Happy Hour; Upcoming Trail and Land Projects
The community is invited to learn about Bear Yuba Land Trust’s largest acquisition, Rice’s Crossing on the Yuba River, upcoming 25th anniversary trek and youth activities, 2015 trail and conservation projects, volunteer opportunities and upcoming events.
Eva and Gary will provide live “Bossa Nova and Jazz” while participants sample appetizers donated and prepared by: California Organics, Jernigan’s, BriarPatch Co-op and Living Wild. Fabulous local wine and micro-brews will be served at a no host bar during Happy Hour from 5 to 5:30 p.m.
About the Awards:
William “Bill” Nickerl devoted his life to land conservation in the California foothills. The William Nickerl Award for Conservation Leadership is given to Nevada County residents with a similar conservation ethic who inspire others to build a connection with the land.
Besides Nickerl, past award recipients include: Geri Bergen former Forest Supervisor at the Tahoe National Forest, long-time community and agricultural supporter John Taylor, Naturalist and Father of the Independence Trail John Olmsted, local conservation leader and land use planner Andy Cassano, Elizabeth “Izzy” Martin, C.E.O of The Sierra Fund and Nevada County Farm Advisor Roger Ingram.

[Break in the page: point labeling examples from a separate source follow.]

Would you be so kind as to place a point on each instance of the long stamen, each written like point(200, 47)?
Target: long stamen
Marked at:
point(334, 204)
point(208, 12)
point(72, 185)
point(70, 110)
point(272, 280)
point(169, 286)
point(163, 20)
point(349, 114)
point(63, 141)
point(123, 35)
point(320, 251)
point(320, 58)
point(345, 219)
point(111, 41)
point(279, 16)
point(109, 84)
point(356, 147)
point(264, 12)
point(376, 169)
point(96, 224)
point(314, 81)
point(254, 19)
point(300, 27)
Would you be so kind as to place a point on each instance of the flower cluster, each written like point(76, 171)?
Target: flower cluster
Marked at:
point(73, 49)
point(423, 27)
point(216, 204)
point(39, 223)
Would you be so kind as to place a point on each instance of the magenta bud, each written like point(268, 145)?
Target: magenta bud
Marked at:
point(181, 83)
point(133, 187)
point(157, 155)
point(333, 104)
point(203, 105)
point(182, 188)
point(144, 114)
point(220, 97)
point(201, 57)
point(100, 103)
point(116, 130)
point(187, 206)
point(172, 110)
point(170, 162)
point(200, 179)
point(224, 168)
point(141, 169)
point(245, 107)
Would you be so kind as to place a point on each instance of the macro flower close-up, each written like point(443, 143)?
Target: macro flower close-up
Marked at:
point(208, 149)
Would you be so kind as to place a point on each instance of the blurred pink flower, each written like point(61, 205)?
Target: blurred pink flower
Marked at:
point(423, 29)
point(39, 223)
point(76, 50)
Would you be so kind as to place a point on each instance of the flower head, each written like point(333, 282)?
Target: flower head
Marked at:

The John Skinner Sierra Outdoors Recreation Award is named in honor of John Skinner, former Forest Supervisor for the Tahoe National Forest. After retirement, Skinner followed his passion for hiking and trails through his writing of the popular book and online publication, “Sierra Outdoors Recreation.” A regular treks leader for the Land Trust, Skinner died in 2009. Past recipients include local archeologist/ author Hank Meals, co-founder of the Trust for Public Land Greg Archbald and wildflower expert and author Julie Carville.